We expect a consultative ballot over the annual pay offer to land imminently. With mammoth gender pay gaps, chronic casualisation and unmanageable workloads across the sector, the final offer from the employers falls short of the action UCU demanded, and is backed by a headline figure of just 2% on the pay spine: yet another real-terms pay cut. This is a dismal response to a spring of discontent. Time for vice-chancellors to think again? The ballot will come with a recommendation from UCU to reject the offer, and we strongly recommend that members vote in favour of industrial action.
A panel of UCU committee members met with the vice-chancellor again on Monday to discuss unfinished business from the USS dispute. Top of the agenda was the use of the strike pay deductions, likely to total over £1m. We will be in touch with departmental contacts to provide details of this discussion, but we have confirmed that the money does not need to be spent by the end of the academic financial year, and that departments who choose to do so could return the money to a central pot to be allocated to student-facing projects, in discussion with the Students Union. There may also be scope for departments to donate the money to specific university level projects of their choosing. We strongly recommend that student-staff committees be involved in discussions about how the money is spent, to ensure that it is used for students.
The wide-ranging discussion with the VC also included the need for greater support for our international staff (and for Sheffield to put itself at the forefront of a campaign), improved representation of the staff voice in the university’s governance, the need for a reformed USS Working Group to prepare for the outcomes of the JEP and more. We pointed out how constructive the meetings with the vice-chancellor have been, and asked for them to become regularised. We hope that they will.
You may not be aware of the large-scale restructuring that is going on at the university, with many fellow members in very uncertain positions. The university management has a right to review its operations, but it must do so according to the policies and procedures they have agreed with us, and we holding them to this as best we can. Added to this, those in Jessop West have been banned from opening windows due to a dangerous design flaw, and this policy has had significant knock-on effects including a ban on out-of-hours access. The claim that there is nothing that can be done until the legal aspects have been looked into (which could take up to a year) is hard to accept and causing significant anger.
Finally, if you haven’t yet lost office bins from your department, it may only be a matter of time. Sold as a green initiative, but more likely to be a misguided attempt at an efficiency saving, you might like to read and sign this open letter to EFM on concerns that this could lead to job losses for cleaners and increased workload elsewhere. Those who attended our ‘how to write like a manager’ teach-out may be especially amused by Aberystwyth University’s announcement of a similar policy.
Appeal for Ahmed
You may have heard about the case of Ahmed Sedeeq, the Sheffield University PhD student held for 10 days during the Christmas holiday season in Morton Hall Immigration Removal Centre, who is fighting against being deported to Iraq.
Because of the hostile environment policy, Ahmed is now finding himself with impending housing issues as his passport is still with the Home Office and he is unable to get adequate housing without showing a landlord proof of his right to stay in the UK. Ahmed must move out of his flat by the end of July.

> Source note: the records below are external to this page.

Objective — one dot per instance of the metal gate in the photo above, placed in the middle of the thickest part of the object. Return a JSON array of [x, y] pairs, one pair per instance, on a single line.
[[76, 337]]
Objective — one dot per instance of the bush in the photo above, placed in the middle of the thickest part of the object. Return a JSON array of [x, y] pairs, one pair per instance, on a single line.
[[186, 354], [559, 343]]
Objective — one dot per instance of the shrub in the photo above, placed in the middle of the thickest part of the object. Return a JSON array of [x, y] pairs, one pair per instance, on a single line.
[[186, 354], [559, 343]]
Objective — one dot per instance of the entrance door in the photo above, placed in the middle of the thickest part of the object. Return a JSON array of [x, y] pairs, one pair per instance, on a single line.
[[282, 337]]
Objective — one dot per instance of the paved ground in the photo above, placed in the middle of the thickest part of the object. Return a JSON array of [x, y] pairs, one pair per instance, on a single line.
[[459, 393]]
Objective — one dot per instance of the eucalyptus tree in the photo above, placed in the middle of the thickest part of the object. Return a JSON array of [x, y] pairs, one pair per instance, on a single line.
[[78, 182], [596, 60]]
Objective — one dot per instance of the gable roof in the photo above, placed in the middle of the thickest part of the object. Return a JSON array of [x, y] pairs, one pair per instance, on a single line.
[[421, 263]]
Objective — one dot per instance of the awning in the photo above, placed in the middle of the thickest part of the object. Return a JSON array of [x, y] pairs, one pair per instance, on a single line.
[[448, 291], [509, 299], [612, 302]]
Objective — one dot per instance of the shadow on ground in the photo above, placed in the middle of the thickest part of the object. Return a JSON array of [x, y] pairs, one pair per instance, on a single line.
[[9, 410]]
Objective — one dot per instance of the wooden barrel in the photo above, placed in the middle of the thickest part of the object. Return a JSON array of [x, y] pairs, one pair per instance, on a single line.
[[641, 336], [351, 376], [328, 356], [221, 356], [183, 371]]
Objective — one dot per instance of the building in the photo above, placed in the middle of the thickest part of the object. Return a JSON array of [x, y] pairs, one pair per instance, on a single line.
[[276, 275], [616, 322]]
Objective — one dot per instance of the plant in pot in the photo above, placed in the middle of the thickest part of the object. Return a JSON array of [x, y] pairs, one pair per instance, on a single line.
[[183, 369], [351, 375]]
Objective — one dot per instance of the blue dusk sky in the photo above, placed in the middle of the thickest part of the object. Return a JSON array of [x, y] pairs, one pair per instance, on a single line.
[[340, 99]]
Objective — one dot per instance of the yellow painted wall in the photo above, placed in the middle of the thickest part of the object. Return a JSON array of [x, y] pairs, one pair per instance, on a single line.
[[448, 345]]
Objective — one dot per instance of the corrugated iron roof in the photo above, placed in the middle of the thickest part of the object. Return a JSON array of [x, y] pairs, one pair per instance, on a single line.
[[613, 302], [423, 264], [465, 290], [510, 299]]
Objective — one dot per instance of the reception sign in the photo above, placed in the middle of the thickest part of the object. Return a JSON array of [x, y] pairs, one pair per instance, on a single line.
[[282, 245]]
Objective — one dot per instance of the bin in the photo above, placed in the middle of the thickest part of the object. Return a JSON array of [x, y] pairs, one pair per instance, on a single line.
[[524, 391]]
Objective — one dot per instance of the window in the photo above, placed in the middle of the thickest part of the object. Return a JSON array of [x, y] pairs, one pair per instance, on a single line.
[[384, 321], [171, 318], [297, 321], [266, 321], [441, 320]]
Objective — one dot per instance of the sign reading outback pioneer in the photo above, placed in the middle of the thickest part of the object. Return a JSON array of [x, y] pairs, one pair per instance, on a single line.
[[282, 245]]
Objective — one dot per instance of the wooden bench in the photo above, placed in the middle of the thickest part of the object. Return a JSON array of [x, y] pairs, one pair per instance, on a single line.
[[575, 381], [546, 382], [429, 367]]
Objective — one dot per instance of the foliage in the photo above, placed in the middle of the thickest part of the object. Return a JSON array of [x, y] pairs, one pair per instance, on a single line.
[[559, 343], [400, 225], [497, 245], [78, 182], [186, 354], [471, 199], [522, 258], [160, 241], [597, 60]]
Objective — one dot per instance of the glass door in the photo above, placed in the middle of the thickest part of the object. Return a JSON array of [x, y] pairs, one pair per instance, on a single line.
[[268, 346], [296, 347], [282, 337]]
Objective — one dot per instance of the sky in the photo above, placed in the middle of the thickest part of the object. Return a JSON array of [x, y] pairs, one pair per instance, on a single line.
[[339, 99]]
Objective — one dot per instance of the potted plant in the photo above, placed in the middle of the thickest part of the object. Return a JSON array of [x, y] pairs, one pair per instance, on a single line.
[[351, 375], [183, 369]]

Unis Resist Border Controls is looking for lecturers and/or PhD students who might have a spare room in Sheffield that they could provide Ahmed so that he does not find himself destitute. If you can help, please contact them at UnisResistBorderControls@gmail.com.
What on earth happened at Congress?
You may have heard about last week’s fraught national Congress meeting, where staff walkouts brought about significant disruptions to proceedings. Please do read our delegates’ report on what went on, which will be discussed at our AGM on Thursday. We also highly recommend the superb USS Briefs podcasts made this weekend, featuring discussions with delegates from Sheffield, Exeter, Oxford and KCL among others, and this highly articulate article by Craig Gent.